• Audit slams Georgia DHS oversight

    By: Aaron Diamant


    ATLANTA,None - A scathing audit slamming a state agency has a popular local charity caught in the middle.

    The audit criticizes how the Georgia Department of Human Services tracked millions of Federal stimulus dollars -- grant money for important programs.

    Auditors were particularly concerned about payments and purchases for one program run by the United Way of Greater Atlanta.

    President Milton Little told Channel 2 Investigative reporter Aaron Diamant he he knew the Fresh Start program would face scrutiny.

    "We did all that we could to make sure that we passed muster," said Little

    The year-long program was funded by Federal grants that paid out more than $20 million for emergency housing and utility assistance to 17,000 families.

    "With that much money, we were always worried about fraud," Little said. "We were worried about a lot of things."

    However, the audit found the program paid out more than $43,000 in duplicate payments, because of bad oversight.

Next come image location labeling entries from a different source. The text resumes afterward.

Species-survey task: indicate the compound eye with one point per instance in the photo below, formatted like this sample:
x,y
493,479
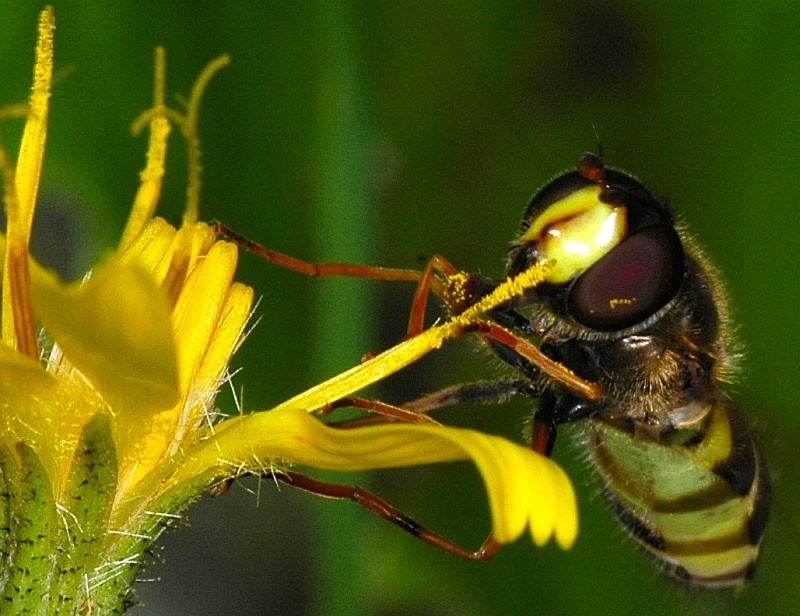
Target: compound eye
x,y
631,283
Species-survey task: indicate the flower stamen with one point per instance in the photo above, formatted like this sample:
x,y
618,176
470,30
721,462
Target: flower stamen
x,y
21,187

    Auditors wrote, "DHS failure to perform any subrecipient monitoring resulted in over payments to recipients, which may need to be repaid to the Federal Awarding Agency using State funds."

    "There were a lot of people that you find with the same first name, same last name, and so there were a lot of little things that happened that would account for some of those errors," explained Little.

    Auditors also questioned why DHS allowed the United Way to spend more than $25,000 on new computers, which auditors said could have been leased for half that."

    Auditors noted, "DHS failed to follow the state's computer leasing policy when it reimbursed united way."

    DHS told auditors it disagreed. Still, DHS officials refused to speak with Channel 2 on camera about the issues raise by auditors.

    A DHS spokesperson sent Diamant an email saying, "It is the department's goal to be a worthy steward of taxpayer dollars."

    Little said even though the money auditors questioned was only a fraction of the overall program cost, there were lessons learned.

    "We probably could have been a little bit more focused than we were," Little said.

    Again, the review of the Fresh Start program is just one part of the audit that found major book-keeping problems inside DHS. DHS has already admitted to auditors it needs to do better and is making changes.

    Meantime, Little said some of the over payments have already been returned.